Which all-too-often leads to mistake #2: Hiring your editor before you've raised enough money to pay him or her through the entire edit.
Let's say you've been relatively economical and shot only 150 hours. For argument sake, let's also say that the editor is screening it herself and can get through 5 hours of footage a day (personally, I screen all the footage with my editor and discuss it thoroughly as we go along, so we're lucky to get through 4 hours/day). That still comes to 25 hours/wk, or 6 weeks in total, to slog through the material.
Top NY and LA editors pretty much begin at $3,000/wk, but you have a fantastic project that will save the planet so you've managed to convince one to work at $2,500/wk. So, in this somewhat conservative scenario, you're paying your editor $15,000 just to look at your footage! (Let's not talk about the film I helped shoot and co-produce that dealt with well over 1,000 hours of tape.)
Here's where the mistake comes in.

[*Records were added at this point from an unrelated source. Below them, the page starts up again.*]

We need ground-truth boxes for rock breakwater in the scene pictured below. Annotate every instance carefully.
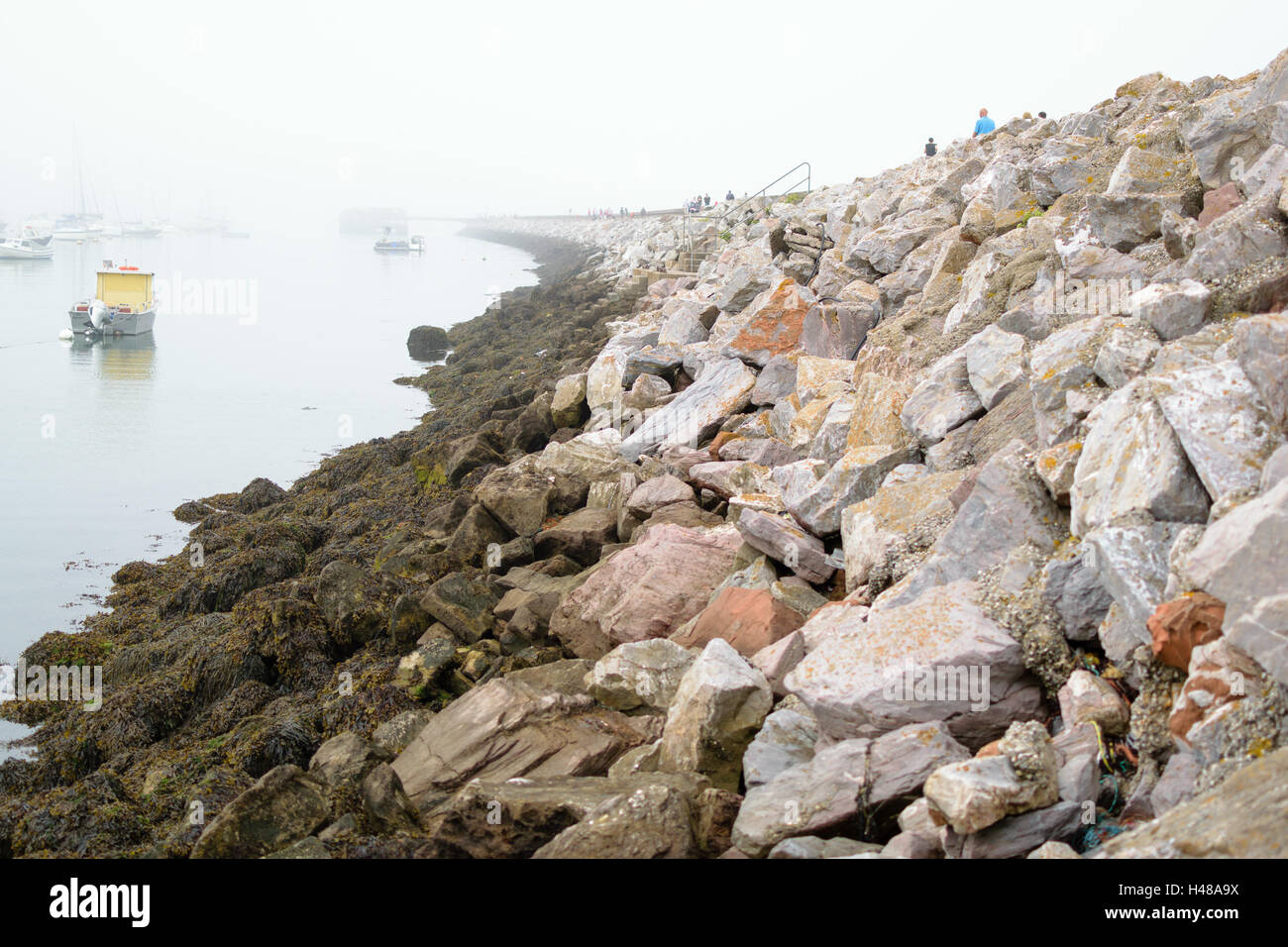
[0,53,1288,858]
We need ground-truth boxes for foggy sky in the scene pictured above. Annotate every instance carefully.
[0,0,1288,231]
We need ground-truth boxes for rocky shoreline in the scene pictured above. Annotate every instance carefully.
[0,52,1288,858]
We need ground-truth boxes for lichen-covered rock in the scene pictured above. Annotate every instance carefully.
[660,638,774,791]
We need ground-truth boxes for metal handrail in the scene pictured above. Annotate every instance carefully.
[683,161,814,266]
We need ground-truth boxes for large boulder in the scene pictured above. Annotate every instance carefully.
[1069,378,1210,536]
[619,359,756,460]
[420,573,497,644]
[721,278,814,366]
[786,582,1040,746]
[474,466,558,536]
[785,445,917,537]
[1150,360,1284,500]
[393,678,652,810]
[841,471,966,591]
[926,720,1060,841]
[532,784,700,858]
[893,441,1064,604]
[733,723,970,858]
[550,523,742,660]
[1182,480,1288,627]
[899,351,984,447]
[660,638,774,791]
[671,587,804,659]
[1095,749,1288,858]
[192,764,331,858]
[589,638,693,711]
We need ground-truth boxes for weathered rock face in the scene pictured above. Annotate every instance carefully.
[733,723,969,858]
[924,720,1059,847]
[420,573,496,644]
[671,587,804,659]
[742,697,818,789]
[407,326,450,362]
[532,784,700,858]
[1232,313,1288,429]
[1150,361,1283,500]
[1182,480,1288,627]
[393,678,649,809]
[532,506,617,566]
[43,44,1288,858]
[786,582,1040,746]
[317,561,389,648]
[841,471,966,590]
[1094,749,1288,858]
[1069,378,1210,536]
[589,638,693,711]
[1060,668,1130,734]
[785,445,917,536]
[721,278,813,366]
[426,773,709,858]
[550,372,588,428]
[1146,591,1225,672]
[737,509,836,582]
[192,764,331,858]
[901,352,984,447]
[621,359,756,460]
[474,467,558,536]
[893,442,1063,604]
[550,523,742,660]
[660,638,774,791]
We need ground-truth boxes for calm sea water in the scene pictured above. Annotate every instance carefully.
[0,223,536,754]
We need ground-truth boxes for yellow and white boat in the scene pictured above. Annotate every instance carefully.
[68,261,158,335]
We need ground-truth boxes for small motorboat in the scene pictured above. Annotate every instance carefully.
[0,236,54,261]
[375,227,425,254]
[67,261,158,336]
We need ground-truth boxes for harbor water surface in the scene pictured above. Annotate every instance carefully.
[0,222,536,755]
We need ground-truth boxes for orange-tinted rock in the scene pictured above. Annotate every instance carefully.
[1145,591,1225,672]
[671,587,805,657]
[1199,180,1243,227]
[724,279,811,366]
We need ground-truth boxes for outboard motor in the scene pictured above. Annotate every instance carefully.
[89,299,111,333]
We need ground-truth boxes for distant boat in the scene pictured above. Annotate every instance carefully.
[121,220,161,237]
[375,227,425,254]
[67,261,158,335]
[0,237,54,261]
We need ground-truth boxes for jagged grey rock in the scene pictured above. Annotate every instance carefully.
[660,638,774,791]
[1069,378,1210,536]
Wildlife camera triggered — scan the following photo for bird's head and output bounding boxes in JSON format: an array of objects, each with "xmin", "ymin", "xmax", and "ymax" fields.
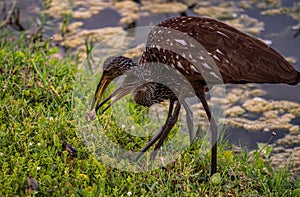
[{"xmin": 88, "ymin": 56, "xmax": 136, "ymax": 119}]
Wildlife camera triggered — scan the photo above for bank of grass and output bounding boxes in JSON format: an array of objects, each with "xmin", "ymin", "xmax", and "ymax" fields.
[{"xmin": 0, "ymin": 36, "xmax": 300, "ymax": 196}]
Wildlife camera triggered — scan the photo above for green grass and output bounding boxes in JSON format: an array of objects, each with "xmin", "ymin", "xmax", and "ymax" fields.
[{"xmin": 0, "ymin": 35, "xmax": 300, "ymax": 196}]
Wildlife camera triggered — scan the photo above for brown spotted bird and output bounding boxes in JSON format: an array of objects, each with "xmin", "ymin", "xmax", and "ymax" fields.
[{"xmin": 92, "ymin": 16, "xmax": 300, "ymax": 174}]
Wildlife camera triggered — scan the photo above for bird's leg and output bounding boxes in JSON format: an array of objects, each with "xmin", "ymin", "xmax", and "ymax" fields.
[
  {"xmin": 151, "ymin": 101, "xmax": 181, "ymax": 160},
  {"xmin": 182, "ymin": 100, "xmax": 195, "ymax": 144},
  {"xmin": 135, "ymin": 101, "xmax": 174, "ymax": 161},
  {"xmin": 196, "ymin": 91, "xmax": 218, "ymax": 175}
]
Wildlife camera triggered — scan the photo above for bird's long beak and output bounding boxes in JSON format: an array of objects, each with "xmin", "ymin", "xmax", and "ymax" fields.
[
  {"xmin": 91, "ymin": 75, "xmax": 111, "ymax": 111},
  {"xmin": 87, "ymin": 75, "xmax": 131, "ymax": 120}
]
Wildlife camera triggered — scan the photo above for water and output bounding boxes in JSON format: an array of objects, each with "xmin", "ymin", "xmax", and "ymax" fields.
[{"xmin": 5, "ymin": 0, "xmax": 300, "ymax": 149}]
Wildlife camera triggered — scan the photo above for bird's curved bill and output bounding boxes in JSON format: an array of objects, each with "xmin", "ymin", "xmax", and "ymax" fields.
[{"xmin": 87, "ymin": 76, "xmax": 130, "ymax": 120}]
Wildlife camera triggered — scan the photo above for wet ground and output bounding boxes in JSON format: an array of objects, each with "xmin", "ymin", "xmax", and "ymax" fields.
[{"xmin": 0, "ymin": 0, "xmax": 300, "ymax": 171}]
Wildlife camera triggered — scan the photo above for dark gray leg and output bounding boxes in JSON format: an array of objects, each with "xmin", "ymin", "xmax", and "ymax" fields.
[{"xmin": 135, "ymin": 101, "xmax": 174, "ymax": 161}]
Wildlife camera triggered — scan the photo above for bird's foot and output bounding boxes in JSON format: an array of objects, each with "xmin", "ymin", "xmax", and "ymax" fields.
[{"xmin": 86, "ymin": 109, "xmax": 96, "ymax": 121}]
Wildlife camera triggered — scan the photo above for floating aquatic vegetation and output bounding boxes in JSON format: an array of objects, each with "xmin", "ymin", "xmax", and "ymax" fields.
[
  {"xmin": 114, "ymin": 1, "xmax": 139, "ymax": 24},
  {"xmin": 141, "ymin": 1, "xmax": 188, "ymax": 14},
  {"xmin": 254, "ymin": 0, "xmax": 281, "ymax": 9},
  {"xmin": 226, "ymin": 106, "xmax": 245, "ymax": 117},
  {"xmin": 45, "ymin": 0, "xmax": 111, "ymax": 19}
]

Many producers charge ahead with only partial funding in the blind faith that they'll raise the rest once they have a great rough cut to show. So they get to the cut, or maybe only a partial cut, run out of money, put things on hold and frantically go into fundraising mode.
Do you think the editor is waiting around while they do that? Nope. Will she be available again should the producer actually raise enough money? Possibly. But if she's in demand the far greater likelihood is she soon goes off on another feature.
Your options then are to wait until she's finished, which could be quite a while, or else hire another editor. Who'll likely want to screen most, if not all, of the footage. Which means you've not only lost your original editor and momentum, but you're unnecessarily spending another $15,000.
I'm not unsympathetic to the fact that it could take years to raise enough money to pay a top editor all the way through to the end. That's why so many doc filmmakers wind up editing themselves, at least to begin with. But if you have great ambitions for your film and want to work with the very best editor available, I highly recommend you wait before you leap.